Au sortir des nuits d’encre, les ténèbres pâles inondent la lande, fouettée par les vents cinglants du nord.

Le froid pénètre au cœur le compagnon imprudent, à la recherche d’un nouvel atelier auquel apporter son labeur.

C’est le décor cruel et glacé qu’offre le calendrier à la Saint Jean d’hiver.

Les outils mordent la main du maçon, mais il sait que l’œuvre requiert ses efforts en toute saison.

Dans la pénombre qui règne au solstice d’en bas, le Vénérable appelle avec fermeté les apprentis au travail. Ils sauront mettre à profit la moindre lumière, à la lueur des flambeaux, pour tailler des angles vifs à l’équerre.

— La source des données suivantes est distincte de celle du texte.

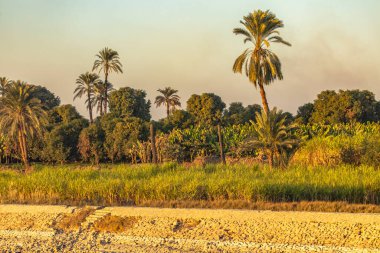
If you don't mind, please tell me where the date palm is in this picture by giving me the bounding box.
[233,10,291,113]
[92,47,123,113]
[0,81,47,169]
[243,107,300,167]
[74,72,103,123]
[154,87,181,118]
[0,77,12,97]
[91,81,113,115]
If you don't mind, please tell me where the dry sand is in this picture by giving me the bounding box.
[0,205,380,252]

Quand le jour tarde à se lever, l’esprit doit lutter plus fort encore pour bien travailler.

Chacun sur le chantier le sait, si aujourd’hui Janus fait grise mine, bientôt, lorsque l’astre

radieux reprendra le pouvoir dans les cieux, il révèlera un temple nouveau.

Les flammes aux étoiles vacillent dans l’atmosphère humide. Tout vit ici au ralenti. Bienheureux les ouvriers aux antipodes, qui bâtissent au confort, sous un astre d’azur généreux. C’est la dualité du blanc et du noir, qui alternent à l’infini, dans les lieux et dans les temps aussi.

Mais demain, le jour croîtra encore, dans le cycle perpétuel de l’horloge universelle, et la vie renaîtra, à la gloire de Dieu, et pour les Hommes.

La lumière reviendra peu à peu, et avec elle, des âmes nouvelles s’éveilleront. La nature doucement sortira de sa torpeur et et de son silence, et fleurs et épis rejailliront bientôt de toute part, comme une résurrection divine et merveilleuse.

Ayez confiance, que vous vénériez Janus, Saint Jean, l’Architecte ou aucun des trois, vous vénérez tous le travail, et méritez une juste récompense pour vos efforts ; ayez confiance en notre Vénérable Maître, et en votre Surveillant : à minuit, ils nous rendront grâce de notre travail, et porteront des santés en l’honneur de chacune des classes d’ouvriers lors du banquet d’ordre.

En effet, au fourneau fume un pot-au-feu que mijote la mère, pour raviver le corps des vaillants ouvriers, promesse d’une récompense supplémentaire à la fin des travaux. La table de fête sera décorée de gui et de houx, qui seuls auront résisté aux frimas. Et avant la soupe, trempé du pain rompu par le Maître des ouvriers et partagé en frères comme à la cène, la mère servira du vin chaud parfumé d’épices, qui vous réchauffe le cœur et l’âme comme un soleil.